Geometry Layers




Introduction

This chapter brings you the specification of geometric layers that you can add to the chart. In Stagraph 1.1 you can use 41 geometric layers. The following text describes how you can add them to data visualization, what aestetic properties you can define and how to setup positional and other specific properties.

Each geometry layer forms a relatively simple object with several adjustable properties (arguments). Combining these geometric layers, you can create very impressive data visualization relative quickly and easily.

In addition to geometric layers, program allows you add also statistical layers (more in chapter Statistical Layers).
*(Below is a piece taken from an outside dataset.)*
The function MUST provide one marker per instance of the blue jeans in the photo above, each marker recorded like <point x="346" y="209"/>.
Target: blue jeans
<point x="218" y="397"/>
If you want to add a new layer into plot, display the ribbon toolbar tab, named Layers.

Under the four buttons in the Plot Geometries group are logically divided geometry layers with which you can work. The second option how to add objects into your chart is by choose from contextual menu in the Plot panel.

All items in contextual menu are displayed (oppsed to the ribbon toolbar) in alphabetical order. It is up to you which method you preffer (context menu or ribbon toolbar). I prefer the context menu (besause of speed).

As has been said, geometries are in the ribbon toolbar divided into four logical groups. The first gourp are geometries under the 1D button. These objects required for basic rendering only one position aesthetic (x). From this menu you can add geometries for density plot, dotplot, frequency plot, histogram and barplot.

The second group (under the 2D button) forms geometries that are based on two position aesthetics (x and y). These are in menu divided by the character of its position scales (dicrete or continuous). After click, selected geometry is added into plot that is currently displayed in the Plot panel. Using these geometries it is possible to create scatter plot, you can add labels, quantile regression lines, boxplots, violins, bars, lines, areas, error bars or map layers.

The third group (3D) consists of three geometries that must be defined by three aesthetics (x, y, z or by x, y and color). With these geometries you can create contour plot, raster plot or tile plot.

The last group of geometries is hidden under the Primitives button. Here are simple (help) geometries with which you can enrich your data visualization, such as AB lines, curves, horizontal and vertical lines, polygon, path, line segment or ribbon geometry.

Geometries that you put into the visualization are shown in the top part of the Plot panel. If you select one of these geometries by mouse, its properties will be displayed at the bottom panel part.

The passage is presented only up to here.